Called By Name
I am quite fond of those times when my ordinary experience becomes a spiritual experience. It always comes as a surprise. I don’t think there is anything special I do to make it happen. Rather, I think it is more like grace---like a gift. Perhaps all I bring to the experience is some awareness and, then, the ability to interpret the ordinariness in a spiritual fashion. I am always grateful.
One such experience just happened to me. As an experience, it was quite simple. In fact, it was so simple, it would be easy to overlook and completely miss. Now that I know it also is a spiritual experience, I would be very sad to have missed it. But of course, if I had not recognized it, I would not have any occasion to miss it. I would only be poorer for having missed it.
Let me share the brief, simple experience. It was late in the afternoon and I was out for a run. Even after all these years of sitting around for most of the day, I still like to go out late in the afternoon. It is a relief to head outside and enjoy the weather. Of course, not all days are created equal when it comes to weather. When you live in the Midwest, it gets cold and hot. It rains and snows. But I go out most days.
My normal route takes me through the campus and on to the wonderful Metroparks system that surrounds a rather expansive area around our metropolitan region. I had my run through the park and was heading back to get a shower and settle in for the evening. I had slowed to a walk, as I began to cross campus. I was not thinking about anything specific. In fact, I have no recollection what I was thinking. I don’t have serious thoughts when I am exercising. To my knowledge, I have never had a spiritual high.
When you run or walk outside, there are typically many kinds of noises. Occasionally, I am aware of birds. To be sure, there inevitably are cars, trucks and, too often, loud motorcycles. There are countless other noises of which I was mostly unaware. I don’t think I was aware of any particular sound or noise. I was simply finishing off the run by walking the short way to the place where my car was parked.
Then I somehow became aware of a particular sound. I distinctly heard it at least twice before I honed in on it. At some point, I was aware the sound was pronouncing my name, “Alan.” I heard it again. “Alan” I turned slightly and off to my right I could barely make out a figure standing beside and slightly behind a fair size bush or small tree. It was a friend of mine with his left hand held high, waving in my direction. It was a friend greeting me.
I waved back. My heart was warmed. I was touched by his show of attention and affection. It was an ordinary experience: one friend greeting another. But it gradually became so much more than that. As I finished my walk, I reflected on this ordinary experience becoming so much more than that. I felt like the luckiest guy in the world. Of all the people in the world, I had been singled out, recognized and engaged. I mattered to someone.
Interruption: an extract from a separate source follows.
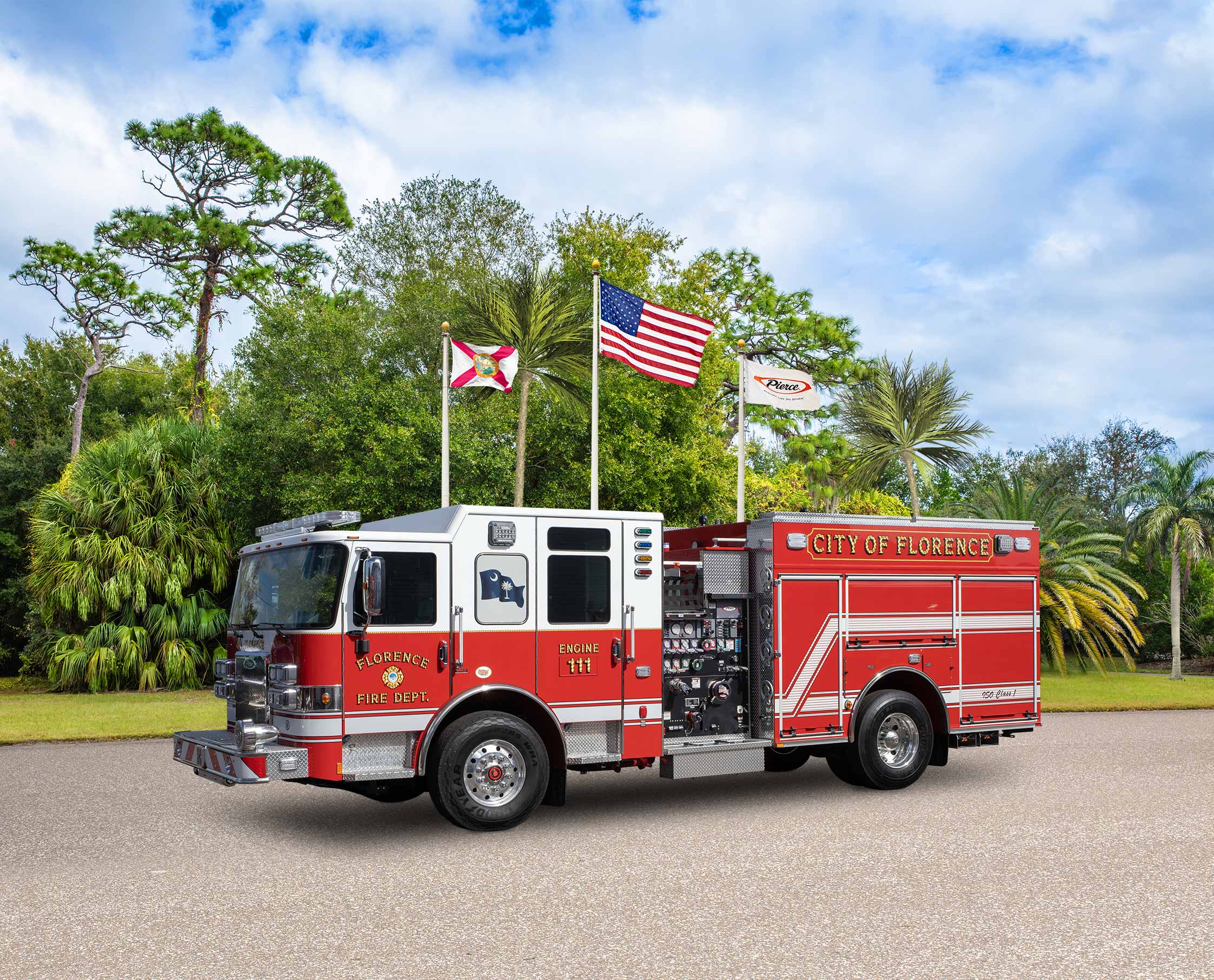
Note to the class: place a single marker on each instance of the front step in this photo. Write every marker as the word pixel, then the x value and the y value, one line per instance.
pixel 720 759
I had a friend---a pal. This experience was slowly becoming a spiritual experience. Through my understanding and interpretation it was becoming bigger and, even, more profound. I was beginning to see that my friend was God-like. One of my favorite images for God is Friend. One of the ways I like to portray God’s work in the world is to understand God going around making friends with us. My simple experience was giving me a chance for some theological insight.
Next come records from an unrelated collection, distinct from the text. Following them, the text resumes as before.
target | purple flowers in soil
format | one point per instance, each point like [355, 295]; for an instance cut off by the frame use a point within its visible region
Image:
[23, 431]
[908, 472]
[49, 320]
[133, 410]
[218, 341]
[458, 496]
My friend standing beside the bush or tree became God-like because that is how I understand God. I suspect that most of us do not encounter God directly. Most of us are not walking down the sidewalk and discover God immediately, right in front of us. More often, I suspect, God is off to the side of our ordinary lives---standing there calling us out of the noise of our lives.
It is so easy to miss that distinct sound. How do we begin to differentiate that particular sound---often the sound of our name---from the humdrum of the noise of our ordinary life? It helps to know that God is always there in our lives---even if it is off to the side. It is reassuring to know that God calls our specific name. In his God-like action my friend was calling my name, “Alan.”
In his gesture I was recognized, affirmed and assured that all was well. It was a great gift. I am convinced God goes about the world wanting to send each of us that same message. The good news is it can happen in the midst of our ordinariness. It is a grace---a gift. God called my name. God calls your name, too.